Sabri Ülker’in hayatı ‘Alfabe Lahitleri’nde
ROMA Ulusal Modern ve Çağdaş Sanat Müzesi’nde açılışın ardından Ahmet Güneştekin’in sergisini gezerken,Yıldız Holding Yönetim Kurulu Üyesi Murat Ülker, “Alfabe Lahitleri” adlı eserin önünde durdu, bir kitabı gösterdi.
Baktım, Hulusi Turgut’un kaleme aldığı “Sabri Ülker’in Hayatı”nın İngilizcesi, eserin bazı noktalarına yerleştirilmişti. Murat Ülker, bu eseri müzeye hediye ederek babası Sabri Ülker’in adının da Roma Ulusal Modern ve Çağdaş Sanat Müzesi’nde yer almasını sağlamış oldu.

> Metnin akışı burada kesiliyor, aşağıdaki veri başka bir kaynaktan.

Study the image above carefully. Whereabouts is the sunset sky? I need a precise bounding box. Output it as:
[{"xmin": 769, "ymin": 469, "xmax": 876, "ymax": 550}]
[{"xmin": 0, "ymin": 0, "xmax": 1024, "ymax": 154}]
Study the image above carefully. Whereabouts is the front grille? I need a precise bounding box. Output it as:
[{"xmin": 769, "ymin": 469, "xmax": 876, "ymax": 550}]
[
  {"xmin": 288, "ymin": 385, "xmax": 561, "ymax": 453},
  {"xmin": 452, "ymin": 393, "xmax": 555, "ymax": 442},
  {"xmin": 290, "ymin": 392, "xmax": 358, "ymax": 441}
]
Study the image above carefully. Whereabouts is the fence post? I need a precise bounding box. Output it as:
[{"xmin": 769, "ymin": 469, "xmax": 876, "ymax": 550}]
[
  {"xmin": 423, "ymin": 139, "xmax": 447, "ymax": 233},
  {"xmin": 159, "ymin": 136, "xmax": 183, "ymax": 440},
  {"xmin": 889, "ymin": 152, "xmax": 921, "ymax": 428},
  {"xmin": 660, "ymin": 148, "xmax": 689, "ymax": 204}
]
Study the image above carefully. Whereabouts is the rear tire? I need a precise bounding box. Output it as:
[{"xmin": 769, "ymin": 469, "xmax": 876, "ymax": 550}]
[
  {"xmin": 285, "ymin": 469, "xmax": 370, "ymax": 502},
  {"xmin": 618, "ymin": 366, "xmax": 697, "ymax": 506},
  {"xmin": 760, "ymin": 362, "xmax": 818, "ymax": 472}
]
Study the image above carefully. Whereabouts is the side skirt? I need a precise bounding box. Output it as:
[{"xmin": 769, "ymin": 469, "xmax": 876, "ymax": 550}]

Sanat, hafızayı, değerleri ve vicdanı da canlandırır
YILDIZ Holding Yönetim Kurulu Üyesi, Pladis ve Godiva Yönetim Kurulu Başkanı Murat Ülker, Ahmet Güneştekin’in Roma’daki sergisinin açılışında şu mesajı verdi:
- Sanat, insanlığın zamansız ve ortak lisanı, aynı zamanda geçmişin izlerini bugünün sorularıyla yeniden anlamlandırmanın da güçlü bir yolu.
- Ahmet Güneştekin’in eserleri tam da bu noktada karşımıza çıkıyor. “Yoktunuz” sergisi, kolektif hafızamıza dokunuyor, izleyiciyi düşündüren zor sorularla yüzleştiriyor.
- Yıldız Holding olarak sanatla toplum arasındaki bağı daima canlı tutmaya çalışıyoruz. Çünkü, sanat sadece güzellik üretmez; aynı zamanda hafızayı, değerleri ve vicdanı da canlandırır.
- Türk sanatının uluslararası alanda daha fazla görünürlük kazanması gerektiğine inanıyoruz. Ahmet Bey’in güçlü sanat diliyle evrensel sorunlara ses verirken, Yıldız Holding’in de bu sesin dünyaya ulaşmasına katkı sağladığını gösteriyor.
Yıldız Holding Yönetim Kurulu Başkanı ve CEO’su Mehmet Tütüncü de, Çamlıca Kampüsü’nde Güneştekin’in eserlerinin yer aldığını belirtip ekledi:
- Sanatla kurduğumuz bağı yalnızca Türkiye’de değil Londra ve New York’taki ofislerimizde de sürdürüyoruz. Bu ofislerimizde Güneştekin’in eserlerinin yanı sıra genç Türk sanatçılarının eserlerine de alan açıyoruz.
Tütüncü, noktayı şöyle koydu:
- Roma’daki serginin uluslararası sanat dünyasında da güçlü bir iz bırakacağına inanıyoruz.